I should have mentioned that I tried it via command line cdrecord as well and got another copy of the iso file. If I try to mount it and go to the dir in which I've set the mountpoint all there is there is a copy of the .iso. I mean this seems so simple for everyone else I think I may be missing something fundamental. The md5s on these files check out. If I should be able to boot from the .iso file then my bios/grub doesn't want to do it, I've tried repeatedly.
trying to burn a bootable CD so that I can use these isos to install Mandrake. Somehow, I need to extract the files on the .iso and burn that file system to a CD...I think
Change the <burning speed> to a number that your burner can handle and for <your device>, use the result of cdrecord -scanbus.
This will burn bootable CDs for your install.

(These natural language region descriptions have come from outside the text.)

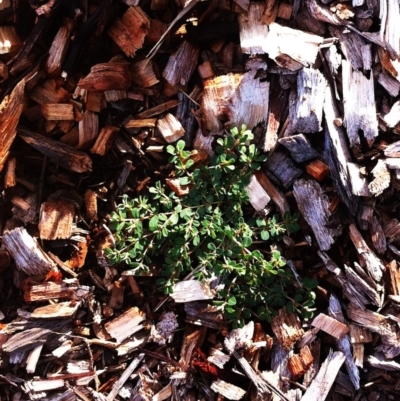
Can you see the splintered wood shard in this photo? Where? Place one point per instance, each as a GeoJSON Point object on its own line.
{"type": "Point", "coordinates": [344, 345]}
{"type": "Point", "coordinates": [60, 310]}
{"type": "Point", "coordinates": [50, 290]}
{"type": "Point", "coordinates": [283, 43]}
{"type": "Point", "coordinates": [235, 98]}
{"type": "Point", "coordinates": [331, 326]}
{"type": "Point", "coordinates": [28, 255]}
{"type": "Point", "coordinates": [258, 197]}
{"type": "Point", "coordinates": [253, 29]}
{"type": "Point", "coordinates": [26, 340]}
{"type": "Point", "coordinates": [337, 153]}
{"type": "Point", "coordinates": [287, 328]}
{"type": "Point", "coordinates": [10, 112]}
{"type": "Point", "coordinates": [62, 154]}
{"type": "Point", "coordinates": [107, 76]}
{"type": "Point", "coordinates": [359, 105]}
{"type": "Point", "coordinates": [58, 49]}
{"type": "Point", "coordinates": [378, 324]}
{"type": "Point", "coordinates": [125, 324]}
{"type": "Point", "coordinates": [320, 386]}
{"type": "Point", "coordinates": [130, 31]}
{"type": "Point", "coordinates": [306, 106]}
{"type": "Point", "coordinates": [55, 219]}
{"type": "Point", "coordinates": [389, 13]}
{"type": "Point", "coordinates": [229, 391]}
{"type": "Point", "coordinates": [314, 206]}
{"type": "Point", "coordinates": [372, 262]}
{"type": "Point", "coordinates": [181, 64]}
{"type": "Point", "coordinates": [171, 129]}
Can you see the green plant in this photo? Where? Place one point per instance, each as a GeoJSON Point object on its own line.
{"type": "Point", "coordinates": [206, 233]}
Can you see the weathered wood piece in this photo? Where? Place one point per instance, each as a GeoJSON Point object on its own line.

If you can't install from the CD, you can make a boot floppy and install from the iso files on the hard drive. Directions are in the Quick Startup Guide.
Last edited by fancypiper; 11-21-2003 at 07:53 PM.

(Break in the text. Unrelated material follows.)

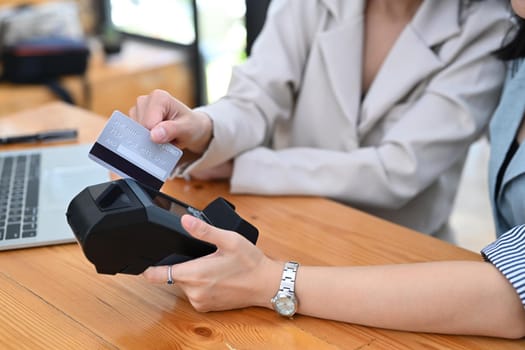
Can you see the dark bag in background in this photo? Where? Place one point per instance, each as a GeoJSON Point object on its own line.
{"type": "Point", "coordinates": [41, 60]}
{"type": "Point", "coordinates": [41, 43]}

But I successfully burned 2 CDs that have faithful copies of the .isos on them and yet, when I look at the disc I do not see the file system that I think I should...I think I understand that by using mkisofs and then burning this isofs I should then have a bootable disc. Not so. Just the same .iso. I read the HOW-TO available by link at LinuxISO.org as well as the FAQ for "when I look at my CD all I see is a copy of the .iso and not a file system" and the implication is that when I do mkisofs and mount this isofs I should see a file system and not simply an ISO. If I am reading this wrong then something else is keeping me from booting from these discs. If not(the HOWTO is written from the point of view of making an isofs from a directory of files) then I need to know how to extract the fs from the iso and then burn it to disc. I am really not sure what I am missing.
AHA! You aren't burning the ISO, you are making an ISO file of the ISO to burn to CD, so you see the ISO when you look at it. The Mandrake ISO files are already in ISO format, so you don't need to create an ISO of the ISO file.
You don't need to run mkisofs, just burn each Mandrake ISO straight to CD.
Mount the original ISO and see if you don't see the files.
mount /path/to/foo.iso /mnt/iso -t iso9660 -o ro,loop=/dev/loop0
Last edited by fancypiper; 11-21-2003 at 08:48 PM.
OK, I will try it again(I did it exactly that way yesterday) but when I mount /dev/cdrom /mnt/cdrom and then look at /mnt/cdrom what I see is Mandrake92-cd1-inst.i586.iso, not the same files I see when mounting the original...could it be that something went wrong in the burn?
Well, it works for me in Red Hat 7.3, Mandrake 9.0 and Gentoo, so I think you burnt your iso of the iso. Toss the one you created and use the downloaded ISOs.